Autologous Blood Patch in Persistent Pneumothorax
By Dr. C. Mohan Rao, Dr. Debasis Behera, Dr.Saswat Subhankar, Dr. Suman Jagaty, Dr. Kinshuk Sarabhai, Department of Pulmonary Medicine, KIMS
Acute COVID is a spectrum of COVID illness upto four weeks. Ongoing symptomatic COVID refers to a period of 4-12 weeks. Post Covid sequelae is said to start after twelve weeks of illness. The effects of COVID on lung include pulmonary fibrosis, bullae, cyst in the lung parenchyma which needs evaluation and appropriate management on a priority basis for a recovery. Bronchopleural fistula is a major reason for persistent pneumothorax which can happen as a sequelae.
A 46-year male was admitted as a case of COVID-19 positive illness in KIMS COVID Hospital for around 6 weeks. On clinical evaluation of dyspnoea, it was revealed as a case of severe right sided pneumothorax. The patient was put on an intercostal tube (ICT) in right pleural space on 1st June 2021. After subsequent RT-PCR negative reports, the patient was transferred to non COVID HDU with ICT in situ.
In HDU, he was observed daily and diagnosed as a case of a persistent pneumothorax with Broncho-pleural fistula. Patient was being given oxygen, antibiotics and antibiotics. He continued to have chest pain and needed an escalated dose of analgesics. The fluid in the intercostal bag continued to drain at a rate of 150 ml per day with bubbling indicative of Broncho-pleural fistula. After a decision among the faculties of pulmonary medicine it was decided to instill autologous blood for the first time in our Dept. after explaining to the attendant.
Till 13th June 2021 in spite of 10 litres oxygen inhalation, the patient didn’t have clinical recovery of pneumothorax closure. So on 14th June 2021, 40 ml blood was taken from left cubital vein and instilled in 2 aliquots of 20 ml each and instilled into the right pleural cavity at 10 min interval to observe any aggravation of pain or any side effect. The patient was asked to sleep on the left decubitus position for over 3 hours and we were on vigil to manage side effects if any. Post procedure, chest X-Ray revealed no iatrogenic complication. The patient was observed for one week and chest X-Ray on 23rd June 2021 showed full lung expansion.
Pneumothorax following COVID may occur due to multiple factors like – high positive pressure ventilation, violent cough or rupture of cyst in the lung. Autologous blood patch is a modality of treatment of pleurodesis agent that was on back burner over one decade due to emergence of new pleurodesis agents such as talc, doxycycline and betadine. However, these drugs can cause pain, ARDS in selected populations. There is scanty data on use of biological agents like autologous blood, C. diphtheria, etc. In view of persistent pain and hypoxia, a poor general condition which precludes surgical intervention, this autologous blood patch was given and success was achieved in post COVID lung with persistent pneumothorax with Broncho pleural fistula.

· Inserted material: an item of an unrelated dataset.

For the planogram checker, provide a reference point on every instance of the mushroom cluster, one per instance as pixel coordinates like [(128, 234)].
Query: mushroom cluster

Autologous blood patch is an alternate technique used in patients with alveolar-pleural fistula with or without complete lung expansion. In this procedure, the patient’s own blood (usually 100 ml) is directed to pleural space via chest tube. The proposed mechanism of action is likely due direct sealing of air leak as well as induction of pleural inflammation and eventual pleurodesis.
This is one of the safer and painless techniques, first of its kind in KIMS in the Pulmonary Medicine Department.